Skip to main content

Start with a simple tech stack

Luckily, setting up the tech stack for bioinformatics isn't as hard as it used to be. The tooling for bioinformatics pipelines has evolved significantly in the past five years.

Without version control or a workflow manager, new bioinformatics teams struggle. Putting a workflow manager in place, version control, and basic computing infrastructure are all essential. Here are the four most non-controversial stacks I see:

  • Nextflow or Snakemake launched through the command-line, using the executor plugins for cloud execution.
  • Nextflow or Snakemake on a long-lived single-server – usually a low-cost server provider like Hetzner or an existing lab server.
  • Nextflow with Seqera Tower (formerly Nextflow Tower).
  • Snakemake with FlowDeploy.

Version control is almost always managed with git and GitHub.

tip

In your first few months, it's hard to accurately invest in infrastructure. Your first hires and projects might have wildly different needs than you expect.
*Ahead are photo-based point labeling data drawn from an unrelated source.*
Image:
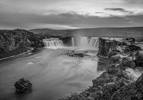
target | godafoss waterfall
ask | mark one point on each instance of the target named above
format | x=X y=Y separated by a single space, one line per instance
x=55 y=72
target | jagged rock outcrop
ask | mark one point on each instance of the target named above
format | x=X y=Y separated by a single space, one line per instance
x=23 y=86
x=139 y=58
x=106 y=46
x=11 y=40
x=122 y=80
x=133 y=91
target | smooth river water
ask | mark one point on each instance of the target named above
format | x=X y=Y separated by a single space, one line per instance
x=52 y=74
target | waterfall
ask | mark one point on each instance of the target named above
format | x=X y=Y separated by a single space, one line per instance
x=53 y=43
x=85 y=42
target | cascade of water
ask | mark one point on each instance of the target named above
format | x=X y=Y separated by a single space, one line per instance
x=53 y=42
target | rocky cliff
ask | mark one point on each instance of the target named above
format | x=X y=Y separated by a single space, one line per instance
x=17 y=40
x=123 y=78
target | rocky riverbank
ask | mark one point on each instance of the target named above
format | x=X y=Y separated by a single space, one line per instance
x=123 y=78
x=13 y=42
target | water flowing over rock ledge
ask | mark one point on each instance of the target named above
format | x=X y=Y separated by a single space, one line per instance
x=123 y=78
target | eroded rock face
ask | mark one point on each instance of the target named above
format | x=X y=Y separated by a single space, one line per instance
x=133 y=91
x=106 y=46
x=139 y=59
x=23 y=86
x=20 y=40
x=121 y=79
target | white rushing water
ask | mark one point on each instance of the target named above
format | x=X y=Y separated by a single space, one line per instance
x=52 y=74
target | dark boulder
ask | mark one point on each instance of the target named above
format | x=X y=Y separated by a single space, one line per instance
x=128 y=62
x=139 y=59
x=23 y=86
x=133 y=48
x=112 y=53
x=133 y=91
x=116 y=59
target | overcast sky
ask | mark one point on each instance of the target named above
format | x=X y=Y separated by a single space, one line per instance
x=69 y=14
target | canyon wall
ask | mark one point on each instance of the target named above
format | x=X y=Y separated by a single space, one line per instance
x=17 y=41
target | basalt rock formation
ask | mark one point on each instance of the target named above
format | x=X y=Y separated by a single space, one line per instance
x=122 y=80
x=17 y=40
x=23 y=86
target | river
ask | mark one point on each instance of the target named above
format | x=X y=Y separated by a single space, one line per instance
x=52 y=74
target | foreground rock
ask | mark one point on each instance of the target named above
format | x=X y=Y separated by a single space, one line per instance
x=23 y=86
x=13 y=42
x=78 y=54
x=123 y=79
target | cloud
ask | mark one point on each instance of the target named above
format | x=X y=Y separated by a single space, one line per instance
x=120 y=10
x=70 y=13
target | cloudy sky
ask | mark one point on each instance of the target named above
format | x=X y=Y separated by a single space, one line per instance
x=69 y=14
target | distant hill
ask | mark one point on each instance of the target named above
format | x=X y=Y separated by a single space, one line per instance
x=100 y=32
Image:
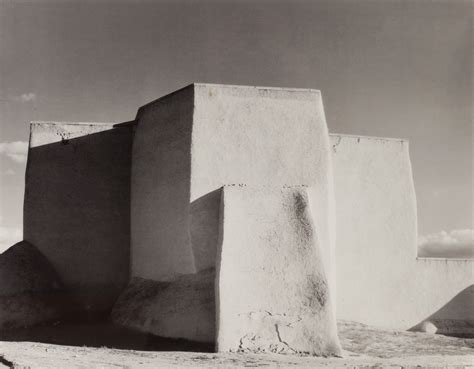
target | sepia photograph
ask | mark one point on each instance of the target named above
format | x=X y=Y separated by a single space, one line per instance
x=236 y=184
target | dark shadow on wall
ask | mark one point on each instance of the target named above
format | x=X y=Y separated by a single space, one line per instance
x=204 y=228
x=456 y=318
x=101 y=333
x=77 y=212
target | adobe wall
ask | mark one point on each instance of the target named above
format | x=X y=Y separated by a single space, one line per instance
x=380 y=281
x=77 y=205
x=191 y=143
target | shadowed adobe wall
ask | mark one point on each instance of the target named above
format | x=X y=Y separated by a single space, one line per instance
x=194 y=141
x=77 y=205
x=380 y=281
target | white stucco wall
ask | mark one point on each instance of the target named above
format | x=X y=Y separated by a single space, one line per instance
x=380 y=281
x=191 y=143
x=77 y=205
x=271 y=289
x=161 y=156
x=262 y=136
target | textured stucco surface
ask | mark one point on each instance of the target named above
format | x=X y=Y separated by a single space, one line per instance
x=263 y=137
x=380 y=281
x=77 y=205
x=272 y=292
x=194 y=141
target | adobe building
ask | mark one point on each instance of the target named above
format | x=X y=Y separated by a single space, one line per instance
x=229 y=214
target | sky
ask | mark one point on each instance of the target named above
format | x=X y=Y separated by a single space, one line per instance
x=385 y=68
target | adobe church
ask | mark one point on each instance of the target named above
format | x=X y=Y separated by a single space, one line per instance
x=229 y=214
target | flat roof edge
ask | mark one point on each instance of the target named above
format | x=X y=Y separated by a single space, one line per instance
x=71 y=123
x=203 y=84
x=369 y=137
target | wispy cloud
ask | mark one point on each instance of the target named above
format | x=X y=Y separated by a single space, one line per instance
x=457 y=243
x=29 y=96
x=16 y=150
x=9 y=236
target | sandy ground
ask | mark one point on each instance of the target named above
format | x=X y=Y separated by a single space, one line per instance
x=364 y=347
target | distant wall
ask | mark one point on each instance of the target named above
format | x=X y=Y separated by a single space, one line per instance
x=380 y=281
x=77 y=205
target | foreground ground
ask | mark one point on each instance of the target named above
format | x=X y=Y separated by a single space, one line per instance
x=364 y=347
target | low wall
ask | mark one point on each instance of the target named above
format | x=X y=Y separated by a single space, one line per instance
x=380 y=281
x=77 y=205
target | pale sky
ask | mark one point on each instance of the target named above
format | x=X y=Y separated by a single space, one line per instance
x=385 y=68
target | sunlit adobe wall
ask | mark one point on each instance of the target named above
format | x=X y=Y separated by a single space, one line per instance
x=380 y=281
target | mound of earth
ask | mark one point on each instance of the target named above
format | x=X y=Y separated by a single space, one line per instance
x=31 y=292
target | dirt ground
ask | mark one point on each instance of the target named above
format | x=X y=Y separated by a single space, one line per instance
x=104 y=346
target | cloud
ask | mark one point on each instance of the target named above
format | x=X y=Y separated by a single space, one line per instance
x=16 y=150
x=9 y=236
x=457 y=243
x=30 y=96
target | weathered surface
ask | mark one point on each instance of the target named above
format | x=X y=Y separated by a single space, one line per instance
x=30 y=289
x=364 y=347
x=273 y=294
x=380 y=281
x=77 y=205
x=182 y=308
x=194 y=141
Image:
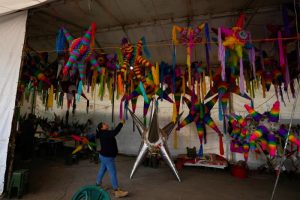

Try to avoid prematurely optimizing for their expected needs.

Some common mistakes:

  • Buying servers in the first few months to optimize for cost.
  • Prematurely optimizing for scale.
  • Going all-in on a language or platform that will push away future hires. Some workflow languages, for example, are strongly disliked by a subset of hires. Closed-source platforms that limit flexibility are also a turn-off for many bioinformaticians.